Wednesday, April 04, 2007

French Concerned With Electronic Voting Skullduggery

This article uses a bad example to illustrate the pitfalls of relying on modern voting systems.

The real problem with electronic voting happens when you never know anything has gone wrong, not newsmaking clusterfucks like last fall in Sarasota.

For France's Socialists, among others, the coming presidential election could descend into a nightmare like last fall's in Florida.

This is the first presidential election in France to use paperless computer voting. As many as 1.5 million of the 44.5 million registered voters are expected to cast their ballots electronically in more than 80 municipalities around the country.

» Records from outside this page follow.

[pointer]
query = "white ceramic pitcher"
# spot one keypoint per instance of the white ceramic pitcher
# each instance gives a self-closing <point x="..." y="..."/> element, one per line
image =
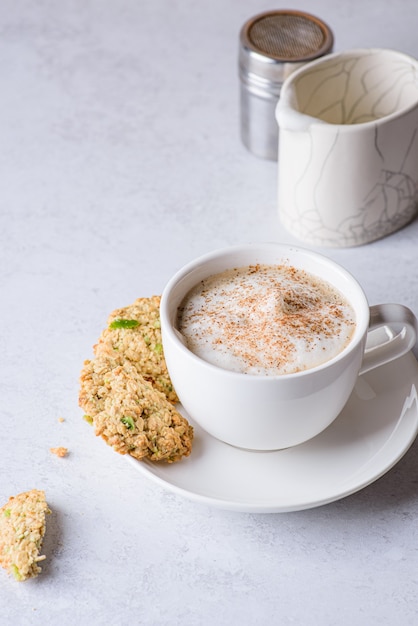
<point x="348" y="147"/>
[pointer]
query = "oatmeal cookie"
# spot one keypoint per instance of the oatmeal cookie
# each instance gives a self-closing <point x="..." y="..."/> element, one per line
<point x="133" y="334"/>
<point x="130" y="414"/>
<point x="22" y="529"/>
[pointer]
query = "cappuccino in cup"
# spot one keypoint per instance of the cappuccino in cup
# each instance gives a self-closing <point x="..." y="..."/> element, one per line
<point x="265" y="319"/>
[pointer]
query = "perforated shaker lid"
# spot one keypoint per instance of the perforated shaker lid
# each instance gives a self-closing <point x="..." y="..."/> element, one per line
<point x="271" y="40"/>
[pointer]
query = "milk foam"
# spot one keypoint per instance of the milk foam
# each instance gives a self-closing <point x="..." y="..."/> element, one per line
<point x="266" y="320"/>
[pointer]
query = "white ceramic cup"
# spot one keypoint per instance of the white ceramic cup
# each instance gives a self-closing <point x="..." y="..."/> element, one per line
<point x="263" y="412"/>
<point x="348" y="147"/>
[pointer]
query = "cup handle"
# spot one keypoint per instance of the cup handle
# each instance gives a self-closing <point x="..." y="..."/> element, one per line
<point x="393" y="330"/>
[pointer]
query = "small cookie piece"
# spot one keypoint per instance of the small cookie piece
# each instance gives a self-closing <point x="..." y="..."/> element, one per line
<point x="130" y="414"/>
<point x="60" y="451"/>
<point x="134" y="334"/>
<point x="22" y="529"/>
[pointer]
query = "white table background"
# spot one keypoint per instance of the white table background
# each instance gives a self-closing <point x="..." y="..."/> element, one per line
<point x="120" y="160"/>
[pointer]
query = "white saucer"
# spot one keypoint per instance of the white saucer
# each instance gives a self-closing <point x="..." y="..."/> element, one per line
<point x="375" y="429"/>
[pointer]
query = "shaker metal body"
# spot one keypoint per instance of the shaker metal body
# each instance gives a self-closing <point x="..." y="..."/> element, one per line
<point x="272" y="46"/>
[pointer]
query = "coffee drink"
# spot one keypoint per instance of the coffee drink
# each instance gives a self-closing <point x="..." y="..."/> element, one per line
<point x="265" y="320"/>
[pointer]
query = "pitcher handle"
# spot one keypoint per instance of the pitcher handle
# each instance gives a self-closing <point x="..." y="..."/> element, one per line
<point x="400" y="328"/>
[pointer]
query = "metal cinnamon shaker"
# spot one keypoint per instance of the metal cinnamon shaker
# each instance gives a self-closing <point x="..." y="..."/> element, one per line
<point x="272" y="46"/>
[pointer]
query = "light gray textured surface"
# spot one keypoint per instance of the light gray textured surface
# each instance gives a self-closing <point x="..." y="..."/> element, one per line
<point x="120" y="160"/>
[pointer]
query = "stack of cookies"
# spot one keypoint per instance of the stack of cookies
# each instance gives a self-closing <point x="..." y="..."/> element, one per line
<point x="126" y="391"/>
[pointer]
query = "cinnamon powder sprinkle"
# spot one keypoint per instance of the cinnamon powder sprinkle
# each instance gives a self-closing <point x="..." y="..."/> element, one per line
<point x="264" y="319"/>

But with election day less than three weeks away, opposition to the electronic voting machines has grown, in part because a small percentage of them are made by the same American company whose machines were involved in a bitterly disputed Congressional election in Florida last November.

"We have doubts about the reliability of these machines," Gilles Savary, a spokesman for Ségolène Royal, the Socialist Party candidate, said in an interview. "I don't want to lecture America. But we don't want France to fall into the same Kafkaesque balloting as happened in the United States."

Last week, the Socialist Party called for a moratorium on using the machines until their reliability could be determined. The party also wants a debate on the issue in Parliament.


"Reliability" is not really the issue.

Electronic voting technology -- as used in modern political skullduggery -- can deliver extremely "reliable" results for those who seek to manipulate the tally.

The French should be focusing instead on engineered access that enables electoral abuses.

These machines are only as honest as the people who handle them.